45 En een van de wetgeleerden, antwoordende, zeide tot Hem: Meester! als Gij deze dingen zegt, zo doet Gij ook ons smaadheid aan.
I odpověděv jeden z zákoníků, řekl jemu: Mistře, tyto věci mluvě, i nám také lehkost činíš.
46 Doch Hij zeide: Wee ook u, wetgeleerden! want gij belast de mensen met lasten, zwaar om te dragen, en zelven raakt gij die lasten niet aan met een van uw vingeren.
A on řekl: I vám zákoníkům běda, nebo obtěžujete lidi břemeny nesnesitelnými, a sami se těch břemen jedním prstem nedotýkáte.
47 Wee u, want gij bouwt de graven der profeten, en uw vaders hebben dezelve gedood.
Běda vám, jenž vzděláváte hroby prorocké, kteréž otcové vaši zmordovali.
48 Zo getuigt gij dan, dat gij mede behagen hebt aan de werken uwer vaderen; want zij hebben ze gedood, en gij bouwt hun graven.
A tak osvědčujete a potvrzujete skutků otců vašich.
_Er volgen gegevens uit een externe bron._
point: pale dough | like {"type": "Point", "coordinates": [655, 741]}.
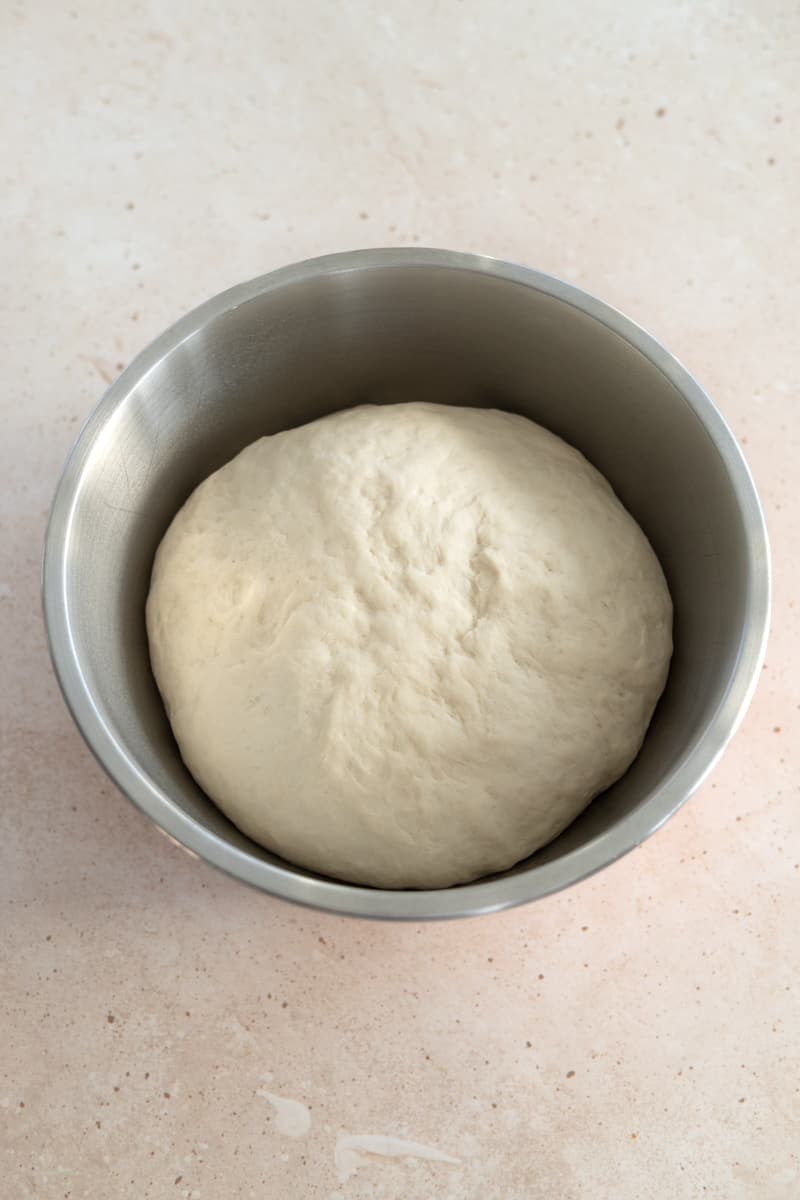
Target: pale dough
{"type": "Point", "coordinates": [405, 646]}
Nebo oni zajisté zmordovali jsou je, vy pak vzděláváte hroby jejich.
49 Waarom ook de wijsheid Gods zegt: Ik zal profeten en apostelen tot hen zenden, en van die zullen zij sommigen doden, en sommigen zullen zij uitjagen;
Protož i Moudrost Boží řekla: Pošliť k nim proroky a apoštoly, a z těch některé mordovati budou, a jiné vyháněti,
50 Opdat van dit geslacht afgeeist worde het bloed van al de profeten, dat vergoten is van de grondlegging der wereld af.
Aby požádáno bylo od tohoto pokolení krve všech proroků, kteráž vylita jest od ustanovení světa,
51 Van het bloed van Abel, tot het bloed van Zacharia, die gedood is tussen het altaar en het huis Gods; ja, zeg Ik u, het zal afgeeist worden van dit geslacht!
Od krve Abelovy až do krve Zachariášovy, kterýž zahynul mezi oltářem a chrámem. Jistě, pravím vám, požádáno bude od pokolení tohoto.
52 Wee u, gij wetgeleerden, want gij hebt den sleutel der kennis weggenomen; gijzelven zijt niet ingegaan, en die ingingen, hebt gij verhinderd.
Běda vám zákoníkům, nebo jste vzali klíč umění; sami jste nevešli, a těm, kteříž vcházeli, zbránili jste.
53 En als Hij deze dingen tot hen zeide, begonnen de Schriftgeleerden en Farizeen hard aan te houden, en Hem van vele dingen te doen spreken;
A když jim to mluvil, počali zákoníci a farizeové přísně jemu odpírati, a k mnohým řečem příčiny jemu dávati,
54 Hem lagen leggende, en zoekende iets uit Zijn mond te bejagen, opdat zij Hem beschuldigen mochten.
Ukládajíce o něm, a hledajíce popadnouti něco z úst jeho, aby jej obžalovali.